It's not really news that today's AIs make dumb mistakes, especially around BPE ...

imiric · 2025-07-07T01:49:10 1751852950

> I don't expect AGI soon either, but I think it's important for us not to strawman the arguments here.

This is not a strawman. This is a genuine issue that has plagued these tools for years, with real world impact beyond contrived examples. Yet users are expected to ignore it because this is how they work? Nonsense. It's insulting that you would trivialize something like this.

> (a) the rate of improvement has been fast

I wouldn't describe it as "fast". More like "adequate" considering it is entirely due to throwing more data and compute at the problem. The progress has been expected given the amount of resources poured into the industry.

Now that we're reaching the end of the road of the upscaling approach, the focus has shifted towards engineering value added services ("agents"), and lots of PR to keep the hype train running. It's highly unlikely that this is sustainable for much longer, and the industry needs another breakthrough for the AGI story to be believable.

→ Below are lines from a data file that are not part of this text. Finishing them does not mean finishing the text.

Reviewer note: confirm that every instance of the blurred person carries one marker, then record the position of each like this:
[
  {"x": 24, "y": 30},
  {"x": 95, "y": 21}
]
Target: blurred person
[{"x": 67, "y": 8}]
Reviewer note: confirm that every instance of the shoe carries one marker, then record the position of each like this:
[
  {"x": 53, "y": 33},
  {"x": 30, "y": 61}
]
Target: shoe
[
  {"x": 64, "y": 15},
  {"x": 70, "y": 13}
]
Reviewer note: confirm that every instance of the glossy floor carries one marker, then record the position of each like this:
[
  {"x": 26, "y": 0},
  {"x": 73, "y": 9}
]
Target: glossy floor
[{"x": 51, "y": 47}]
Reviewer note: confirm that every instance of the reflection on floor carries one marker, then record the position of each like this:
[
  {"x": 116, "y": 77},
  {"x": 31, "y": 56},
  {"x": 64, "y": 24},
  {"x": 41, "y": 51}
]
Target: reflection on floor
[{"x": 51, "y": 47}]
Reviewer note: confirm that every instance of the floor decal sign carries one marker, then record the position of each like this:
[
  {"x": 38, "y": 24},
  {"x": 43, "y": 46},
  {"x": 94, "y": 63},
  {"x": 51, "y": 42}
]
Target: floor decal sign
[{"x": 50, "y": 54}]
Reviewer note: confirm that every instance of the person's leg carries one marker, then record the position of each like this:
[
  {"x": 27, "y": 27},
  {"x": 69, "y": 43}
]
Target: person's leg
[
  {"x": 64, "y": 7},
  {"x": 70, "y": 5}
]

> (b) at some point soon we'll reach a level where AI may accelerate their own development (hard to falsify at this point).

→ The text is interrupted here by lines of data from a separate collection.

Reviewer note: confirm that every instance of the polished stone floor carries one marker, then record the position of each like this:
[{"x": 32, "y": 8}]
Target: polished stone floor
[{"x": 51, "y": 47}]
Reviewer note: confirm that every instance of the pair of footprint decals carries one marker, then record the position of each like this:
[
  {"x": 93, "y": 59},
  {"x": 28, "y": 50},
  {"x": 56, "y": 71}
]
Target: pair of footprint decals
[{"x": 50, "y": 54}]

Why isn't this happening today? Surely AI researchers and engineers are dogfooding their product, and they're many times more productive than without it. Why are then improvements still incremental? Why are we still talking about the same issues after all these years? Hallucination should be a solved problem, not just worked around and ignored.

> I think it's also important to realize that for AGI to arrive, only 1 model out of many attempts needs to qualify.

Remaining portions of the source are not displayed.